William Day recently sent out a mail piece that misrepresented a column that Delegate Scott Lingamfelter had written for a local newspaper on the subject of abusive driver fees as a letter to constituents. In doing so, he put Delegate Lingamfelter’s signature on this letter, and managed to run afoul of the following provision of the Virginia State Code:
§ 18.2-172. Forging, uttering, etc., other writings. — If any person forge any writing, other than such as is mentioned in §§ 18.2-168 and 18.2-170, to the prejudice of another’s right, or utter, or attempt to employ as true, such forged writing, knowing it to be forged, he shall be guilty of a Class 5 felony.
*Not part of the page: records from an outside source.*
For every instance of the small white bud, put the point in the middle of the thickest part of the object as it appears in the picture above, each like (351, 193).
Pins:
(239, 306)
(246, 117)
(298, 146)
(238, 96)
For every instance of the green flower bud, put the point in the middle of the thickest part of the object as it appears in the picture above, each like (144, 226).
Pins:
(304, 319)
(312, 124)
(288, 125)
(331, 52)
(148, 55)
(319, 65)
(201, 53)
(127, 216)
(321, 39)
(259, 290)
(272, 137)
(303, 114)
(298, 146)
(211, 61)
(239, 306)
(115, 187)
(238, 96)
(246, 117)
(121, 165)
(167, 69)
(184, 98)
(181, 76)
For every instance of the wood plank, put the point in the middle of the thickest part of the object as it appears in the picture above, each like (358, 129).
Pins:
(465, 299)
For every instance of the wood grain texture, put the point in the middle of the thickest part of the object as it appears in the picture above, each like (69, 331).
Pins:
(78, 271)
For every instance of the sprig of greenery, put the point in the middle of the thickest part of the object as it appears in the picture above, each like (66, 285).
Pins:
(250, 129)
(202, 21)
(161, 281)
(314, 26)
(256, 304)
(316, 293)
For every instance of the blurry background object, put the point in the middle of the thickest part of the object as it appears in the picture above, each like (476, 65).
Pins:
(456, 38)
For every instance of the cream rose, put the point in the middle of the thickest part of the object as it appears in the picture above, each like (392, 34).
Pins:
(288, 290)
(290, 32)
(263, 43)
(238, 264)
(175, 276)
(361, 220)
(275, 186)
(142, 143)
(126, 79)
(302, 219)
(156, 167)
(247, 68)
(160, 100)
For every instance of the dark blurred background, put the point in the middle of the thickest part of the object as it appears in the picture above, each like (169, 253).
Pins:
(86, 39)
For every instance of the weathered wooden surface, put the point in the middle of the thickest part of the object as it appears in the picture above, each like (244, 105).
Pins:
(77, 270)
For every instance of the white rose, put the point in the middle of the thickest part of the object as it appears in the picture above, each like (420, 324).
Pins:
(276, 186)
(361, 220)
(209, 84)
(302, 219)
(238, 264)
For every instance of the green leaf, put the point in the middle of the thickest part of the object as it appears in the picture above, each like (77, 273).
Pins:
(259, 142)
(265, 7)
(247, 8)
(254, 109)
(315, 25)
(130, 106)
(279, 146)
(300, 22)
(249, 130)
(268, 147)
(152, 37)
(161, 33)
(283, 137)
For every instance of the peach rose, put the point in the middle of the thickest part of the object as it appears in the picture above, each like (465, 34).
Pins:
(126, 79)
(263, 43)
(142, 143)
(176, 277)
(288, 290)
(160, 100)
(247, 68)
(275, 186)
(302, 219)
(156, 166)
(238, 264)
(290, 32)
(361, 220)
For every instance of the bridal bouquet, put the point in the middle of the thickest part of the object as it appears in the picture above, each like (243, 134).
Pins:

Any person who shall obtain, by any false pretense or token, the signature of another person, to any such writing, with intent to defraud any other person, shall be deemed guilty of the forgery thereof, and shall be subject to like punishment. (Code 1950, § 18.1-96; 1960, c. 358; 1975, cc. 14, 15.)
By the looks of the mailer (see below) it would seem that William Day may be guilty of a Class 5 felony.
Of course that will require that there’s actually a Commonwealth’s Attorney who will actually uphold the law here. We’ll see if that happens.
UPDATE: A complaint has been filed, according to the MJM.